Tripbericht lesen
Übersicht:
Titel: | [MXE] Reise durch den unterbewussten Wahnsinn |
Drogen: | Mischkonsum von Benzodiazepine, Research Chemical und Cannabis (Reihenfolge vom Autor festgelegt) |
Autor: | Diazepam |
Datum: | 13.06.2015 18:40 |
Set: | entspannt und erleichtert, auf Abenteuer aus |
Setting: | allein im dunklen Room, mit Lichterkette und Musik, höhö |
Nützlichkeit: | 9,51 von 10 möglichen (41 Stimmen abgegeben) |
Bericht:
Die innere Anstalt entfesselt.
Zur Klarheit der angegebenen Substanzen: Benzodiazepine (in meinem Fall jedoch Etizolam), Research Chemical (Methoxetamine)

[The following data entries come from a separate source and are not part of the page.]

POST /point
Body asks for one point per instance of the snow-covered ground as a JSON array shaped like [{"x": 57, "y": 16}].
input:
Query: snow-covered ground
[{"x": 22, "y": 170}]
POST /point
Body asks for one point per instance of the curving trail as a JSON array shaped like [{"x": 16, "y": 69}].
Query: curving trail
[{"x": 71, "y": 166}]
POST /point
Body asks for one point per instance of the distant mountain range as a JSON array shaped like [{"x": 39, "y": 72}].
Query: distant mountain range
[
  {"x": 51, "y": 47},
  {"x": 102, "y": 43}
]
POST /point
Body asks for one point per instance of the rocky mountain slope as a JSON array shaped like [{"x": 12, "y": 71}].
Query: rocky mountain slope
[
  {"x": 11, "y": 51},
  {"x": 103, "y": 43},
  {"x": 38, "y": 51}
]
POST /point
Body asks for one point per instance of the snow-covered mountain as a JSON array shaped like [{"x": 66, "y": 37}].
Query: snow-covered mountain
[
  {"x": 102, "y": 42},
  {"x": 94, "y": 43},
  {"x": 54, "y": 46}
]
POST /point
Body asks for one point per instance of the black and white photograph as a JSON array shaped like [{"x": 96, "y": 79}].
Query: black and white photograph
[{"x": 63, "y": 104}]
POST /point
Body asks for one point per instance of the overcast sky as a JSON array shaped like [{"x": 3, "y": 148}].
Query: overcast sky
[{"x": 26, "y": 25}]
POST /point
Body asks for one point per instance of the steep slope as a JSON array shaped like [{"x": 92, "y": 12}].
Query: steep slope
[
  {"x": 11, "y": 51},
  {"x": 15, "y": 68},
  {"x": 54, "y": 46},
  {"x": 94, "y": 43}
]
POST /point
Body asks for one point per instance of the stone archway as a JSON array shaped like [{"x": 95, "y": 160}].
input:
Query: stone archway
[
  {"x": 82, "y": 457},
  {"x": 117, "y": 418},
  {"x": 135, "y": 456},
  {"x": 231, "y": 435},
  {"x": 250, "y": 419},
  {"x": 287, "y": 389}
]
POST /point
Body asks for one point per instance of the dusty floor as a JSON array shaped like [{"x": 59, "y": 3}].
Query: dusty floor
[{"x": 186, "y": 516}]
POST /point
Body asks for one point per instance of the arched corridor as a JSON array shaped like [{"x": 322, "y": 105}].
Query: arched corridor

Hier sitze ich nun, wieder eine pure Enttäuschung, mein Gesicht ist noch verklebt von widerlichen Tränen – was könnte da besser und heilsamer sein als sich des vorgestrigen schönsten Trips seit langem zu entsinnen und zu versuchen, all das dortig Erlebte/Gefühlte Positive aufleben zu lassen, um die Stimmung hoffentlich wieder halbwegs aufblühen zu lassen. Vielleicht ist das auch einfach der verzweifelte Versuch einer Ablenkung, um mich in eine produktive Beschäftigung zu vertiefen...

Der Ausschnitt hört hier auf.